I liked American Gods - to an extent. The setup was awesome, the execution was brilliant, till the last third of the book. Then it just… well fell apart for me. About the same way I felt when I first read Dean Koontz, the book being Strangers.
I tend to disagree with what people have said about Bob Heinlein. Even though his writing isn’t Nobel Prize worthy, I find his prose to be effective, a little terse, but not all that bad. I can read Asimoc and Clarke for the ideas, but they don’t hold up too well for re-reading. Heinlein does, which I think is a mark saying that he was achieving literature - somewhat.
There are a lot of rabid Pratchett fans here, me being one of them. While it’s not fantasy in the traditional sense, it certainly is literature, at least post Small Gods. And while his latest outing was a bit of a let down, Night Watch was so good, it’s made my top five list of all time. In fact, as I’m between books right now, and I got inspired by writing this, I’m gonna re-read it for the fourth time, starting tonight.
I’ve never read Terry Brooks and the likes, and considering I think Tolkien is pretty bad literature which doesn’t hold up beyond adolescense ( I was totally in love with the books in my teens, but find them unreadable now), I remember a quote, but not who made it, saying Tolkien was such an inspiration to so many eople, a lot of people started writing more of the same stuff, since Tolkien’s production was so limited.
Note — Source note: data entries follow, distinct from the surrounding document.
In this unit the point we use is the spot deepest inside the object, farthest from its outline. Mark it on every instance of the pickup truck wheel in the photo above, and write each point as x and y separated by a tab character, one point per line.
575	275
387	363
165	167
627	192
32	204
Since fan fiction and the Net wasn’t around back then, it got published, as the publishing houses saw that not only were there people who thought there should be more of the same stuff, there were readers too.
Also, isn’t SciFi a sub-genre of Fantasy. The stuff we label Fantasy is really Swords&Sourcery.
Finally, I think that the Riverworld books by Phillip Jose Farmer are intrigueing and well worth reading. A very interesting take on the afterlife.